Plot annotated cell types on UMAP and composition heatmap.

In [ ]:
# Plot annotated cell types on UMAP
fig, axes = plt.subplots(1, 2, figsize=(16, 6))

sc.pl.umap(
    adata,
    color='celltype',
    legend_loc='right margin',
    title='Cell type annotations',
    ax=axes[0],
    show=False
)

sc.pl.umap(
    adata,
    color='leiden',
    legend_loc='on data',
    title='Clusters',
    ax=axes[1],
    show=False
)

plt.tight_layout()
plt.savefig(PLOTS_DIR / 'celltype_umap.png', dpi=300, bbox_inches='tight')
plt.show()

print(f"✓ Saved: {PLOTS_DIR}/celltype_umap.png")

In [ ]:
# Create composition heatmap showing cell type distribution per cluster
composition = pd.crosstab(
    adata.obs['leiden'],
    adata.obs['celltype'],
    normalize='index'  # Normalize by cluster (rows sum to 1)
)

plt.figure(figsize=(12, 8))
sns.heatmap(
    composition,
    annot=True,
    fmt='.2f',
    cmap='YlOrRd',
    cbar_kws={'label': 'Proportion of cells'}
)
plt.title('Cell type composition per cluster')
plt.xlabel('Cell type')
plt.ylabel('Cluster')
plt.tight_layout()
plt.savefig(PLOTS_DIR / 'composition_heatmap.png', dpi=300, bbox_inches='tight')
plt.show()

print(f"✓ Saved: {PLOTS_DIR}/composition_heatmap.png")
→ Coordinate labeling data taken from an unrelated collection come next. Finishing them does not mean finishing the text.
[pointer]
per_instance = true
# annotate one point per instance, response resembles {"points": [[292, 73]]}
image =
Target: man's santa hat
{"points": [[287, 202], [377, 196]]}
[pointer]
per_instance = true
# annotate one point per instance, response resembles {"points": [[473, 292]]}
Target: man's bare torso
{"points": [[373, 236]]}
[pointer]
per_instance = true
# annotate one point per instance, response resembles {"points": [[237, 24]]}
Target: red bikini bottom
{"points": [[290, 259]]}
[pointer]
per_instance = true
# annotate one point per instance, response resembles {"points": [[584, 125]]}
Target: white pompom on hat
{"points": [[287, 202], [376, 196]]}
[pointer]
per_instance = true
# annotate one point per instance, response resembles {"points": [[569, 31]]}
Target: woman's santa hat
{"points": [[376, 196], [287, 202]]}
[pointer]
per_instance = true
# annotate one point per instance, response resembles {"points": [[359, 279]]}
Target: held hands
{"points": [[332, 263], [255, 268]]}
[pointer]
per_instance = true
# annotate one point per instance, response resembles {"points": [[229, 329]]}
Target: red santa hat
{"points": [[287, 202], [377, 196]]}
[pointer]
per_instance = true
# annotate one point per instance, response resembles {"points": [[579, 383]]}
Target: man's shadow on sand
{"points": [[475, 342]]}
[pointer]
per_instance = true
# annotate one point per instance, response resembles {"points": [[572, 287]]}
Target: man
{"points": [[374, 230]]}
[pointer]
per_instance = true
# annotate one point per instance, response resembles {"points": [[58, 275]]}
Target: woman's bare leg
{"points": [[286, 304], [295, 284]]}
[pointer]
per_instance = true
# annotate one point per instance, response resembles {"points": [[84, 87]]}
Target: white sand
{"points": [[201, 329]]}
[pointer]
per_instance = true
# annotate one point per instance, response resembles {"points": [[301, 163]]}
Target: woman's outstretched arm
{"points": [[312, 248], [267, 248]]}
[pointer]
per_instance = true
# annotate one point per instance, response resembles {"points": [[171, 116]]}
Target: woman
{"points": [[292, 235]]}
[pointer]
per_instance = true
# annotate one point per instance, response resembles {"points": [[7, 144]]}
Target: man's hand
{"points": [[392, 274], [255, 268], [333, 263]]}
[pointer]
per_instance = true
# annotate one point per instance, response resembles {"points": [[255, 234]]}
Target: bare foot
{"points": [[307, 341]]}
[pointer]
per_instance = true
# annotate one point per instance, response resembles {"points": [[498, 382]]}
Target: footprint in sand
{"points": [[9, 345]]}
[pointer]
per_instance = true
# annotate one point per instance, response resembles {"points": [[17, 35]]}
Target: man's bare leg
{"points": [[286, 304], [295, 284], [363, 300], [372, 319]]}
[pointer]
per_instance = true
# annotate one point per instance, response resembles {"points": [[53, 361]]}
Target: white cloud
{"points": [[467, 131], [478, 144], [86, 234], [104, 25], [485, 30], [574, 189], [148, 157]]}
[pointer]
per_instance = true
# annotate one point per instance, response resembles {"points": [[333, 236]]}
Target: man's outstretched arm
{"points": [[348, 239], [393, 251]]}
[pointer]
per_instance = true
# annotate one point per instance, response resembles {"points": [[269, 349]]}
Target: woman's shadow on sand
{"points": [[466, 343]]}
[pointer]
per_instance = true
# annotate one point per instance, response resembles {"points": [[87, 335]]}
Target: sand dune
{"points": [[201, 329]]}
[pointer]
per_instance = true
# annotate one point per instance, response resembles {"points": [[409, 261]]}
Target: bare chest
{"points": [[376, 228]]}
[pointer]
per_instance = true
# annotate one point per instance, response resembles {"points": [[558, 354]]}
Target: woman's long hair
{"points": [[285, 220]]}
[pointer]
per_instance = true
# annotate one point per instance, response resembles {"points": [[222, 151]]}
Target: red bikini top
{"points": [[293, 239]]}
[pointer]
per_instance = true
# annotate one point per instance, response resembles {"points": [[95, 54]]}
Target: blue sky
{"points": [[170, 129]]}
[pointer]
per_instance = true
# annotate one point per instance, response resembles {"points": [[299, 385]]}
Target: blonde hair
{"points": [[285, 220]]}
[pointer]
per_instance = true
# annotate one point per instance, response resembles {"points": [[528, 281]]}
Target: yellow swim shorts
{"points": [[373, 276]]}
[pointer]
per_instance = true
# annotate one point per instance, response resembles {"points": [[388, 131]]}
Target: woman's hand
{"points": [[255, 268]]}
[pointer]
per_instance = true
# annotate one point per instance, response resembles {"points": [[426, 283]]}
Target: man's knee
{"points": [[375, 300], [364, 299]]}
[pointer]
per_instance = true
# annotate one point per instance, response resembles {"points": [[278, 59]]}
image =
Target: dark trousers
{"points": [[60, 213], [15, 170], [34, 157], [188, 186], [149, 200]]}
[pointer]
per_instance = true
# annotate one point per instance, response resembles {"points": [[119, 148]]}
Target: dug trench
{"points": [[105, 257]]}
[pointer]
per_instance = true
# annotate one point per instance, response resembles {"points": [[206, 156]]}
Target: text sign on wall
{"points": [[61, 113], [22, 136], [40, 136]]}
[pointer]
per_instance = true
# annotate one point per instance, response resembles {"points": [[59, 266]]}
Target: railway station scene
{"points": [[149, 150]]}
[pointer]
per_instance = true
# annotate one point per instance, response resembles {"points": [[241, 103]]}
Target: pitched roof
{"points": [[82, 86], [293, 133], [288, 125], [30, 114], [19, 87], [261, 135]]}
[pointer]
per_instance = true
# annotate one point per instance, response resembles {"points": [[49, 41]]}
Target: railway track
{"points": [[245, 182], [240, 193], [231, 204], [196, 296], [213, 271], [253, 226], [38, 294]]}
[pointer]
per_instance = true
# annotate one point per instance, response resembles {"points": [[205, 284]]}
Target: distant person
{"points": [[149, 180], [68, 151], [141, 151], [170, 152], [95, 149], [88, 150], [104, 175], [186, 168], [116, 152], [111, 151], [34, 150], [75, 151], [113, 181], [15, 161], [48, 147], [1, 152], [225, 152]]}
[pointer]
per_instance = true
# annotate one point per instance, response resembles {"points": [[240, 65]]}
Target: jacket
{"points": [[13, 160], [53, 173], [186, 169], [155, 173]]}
# Identify dominant cell type per cluster
dominant = composition.idxmax(axis=1)
dominant_prop = composition.max(axis=1)

print("\nDominant cell type per cluster:")
for cluster, (celltype, prop) in enumerate(zip(dominant, dominant_prop)):
    print(f"  Cluster {cluster}: {celltype} ({prop*100:.1f}%)")

In [ ]:
# Plot cell type distribution across samples
celltype_by_sample = pd.crosstab(
    adata.obs['orig.ident'],
    adata.obs['celltype']
)

fig, ax = plt.subplots(figsize=(14, 6))
celltype_by_sample.plot(kind='bar', stacked=True, ax=ax)
plt.title('Cell type distribution across samples')
plt.xlabel('Sample')
plt.ylabel('Number of cells')
plt.xticks(rotation=45, ha='right')
plt.legend(bbox_to_anchor=(1.05, 1), loc='upper left', title='Cell type')
plt.tight_layout()
plt.savefig(PLOTS_DIR / 'celltype_distribution.png', dpi=300, bbox_inches='tight')
plt.show()

print(f"✓ Saved: {PLOTS_DIR}/celltype_distribution.png")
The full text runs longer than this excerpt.